The updated clinical guidelines on the care and management of osteoarthritis in adults includes a reminder that the core treatment for osteoarthritis remains exercise. Benefits of offering advice on ways to lose weight for people with osteoarthritis who are overweight or obese are outlined too.
The guidelines state that osteoarthritis can be diagnosed clinically without investigations if a person is at least 45 years old, has activity-related joint pain and has either no morning joint-related stiffness, or morning stiffness that lasts no longer than 30 minutes.
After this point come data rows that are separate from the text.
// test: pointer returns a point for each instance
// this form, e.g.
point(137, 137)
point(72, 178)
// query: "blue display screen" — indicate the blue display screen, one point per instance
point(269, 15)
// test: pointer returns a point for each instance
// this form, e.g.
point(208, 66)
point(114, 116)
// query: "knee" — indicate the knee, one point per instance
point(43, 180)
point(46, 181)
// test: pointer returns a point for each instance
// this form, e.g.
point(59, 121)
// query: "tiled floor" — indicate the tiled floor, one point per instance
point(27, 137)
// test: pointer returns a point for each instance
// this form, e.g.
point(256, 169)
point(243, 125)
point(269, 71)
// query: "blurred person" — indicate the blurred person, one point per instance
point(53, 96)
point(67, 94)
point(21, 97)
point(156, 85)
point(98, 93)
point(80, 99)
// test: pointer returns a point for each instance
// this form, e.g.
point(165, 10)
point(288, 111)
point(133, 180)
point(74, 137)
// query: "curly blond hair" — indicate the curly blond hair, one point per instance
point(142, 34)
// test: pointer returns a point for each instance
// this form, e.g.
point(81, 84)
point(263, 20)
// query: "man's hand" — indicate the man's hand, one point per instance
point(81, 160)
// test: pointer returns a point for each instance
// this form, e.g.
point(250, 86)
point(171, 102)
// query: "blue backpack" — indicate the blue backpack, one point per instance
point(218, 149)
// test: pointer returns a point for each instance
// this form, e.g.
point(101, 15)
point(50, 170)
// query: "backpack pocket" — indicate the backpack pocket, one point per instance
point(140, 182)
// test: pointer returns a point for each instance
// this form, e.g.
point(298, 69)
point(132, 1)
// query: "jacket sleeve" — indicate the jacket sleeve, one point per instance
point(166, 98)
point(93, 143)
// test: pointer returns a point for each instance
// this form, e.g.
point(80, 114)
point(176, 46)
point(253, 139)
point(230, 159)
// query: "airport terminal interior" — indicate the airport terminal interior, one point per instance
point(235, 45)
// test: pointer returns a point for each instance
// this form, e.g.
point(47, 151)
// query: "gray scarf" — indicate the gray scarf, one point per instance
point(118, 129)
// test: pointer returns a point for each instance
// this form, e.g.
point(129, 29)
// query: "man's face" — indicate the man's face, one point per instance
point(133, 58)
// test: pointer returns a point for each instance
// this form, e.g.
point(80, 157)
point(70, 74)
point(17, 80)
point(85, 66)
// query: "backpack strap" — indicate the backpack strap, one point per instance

People should be referred for consideration of joint replacement surgery before mobility is reduced over a long period of time and the pain severe. Age, sex, smoking history or whether someone is obese “should not be barriers to referral for joint surgery”.
“Joint replacement can make an enormous difference to people with severe osteoarthritis and we’re very pleased that the new guidelines recommend surgery before their pain becomes severe and restricts their everyday activities, rather than having to wait until they are incapacitated,” says Prof Alan Silman, medical director of Arthritis Research UK. “Exercise and keeping moving is one of the most effective ways in which people with osteoarthritis can help themselves and the core treatments in the guidelines reinforce the importance of keeping active, keeping to a healthy weight and having access to the right information.
“It’s important that people with osteoarthritis find a type of exercise they enjoy doing and keep doing it. Everyone can benefit from some sort of exercise, regardless of their condition. Stretching, strengthening and aerobic exercises are the ideal combination to ease stiffness, improve movement in the joints and strengthen muscles.”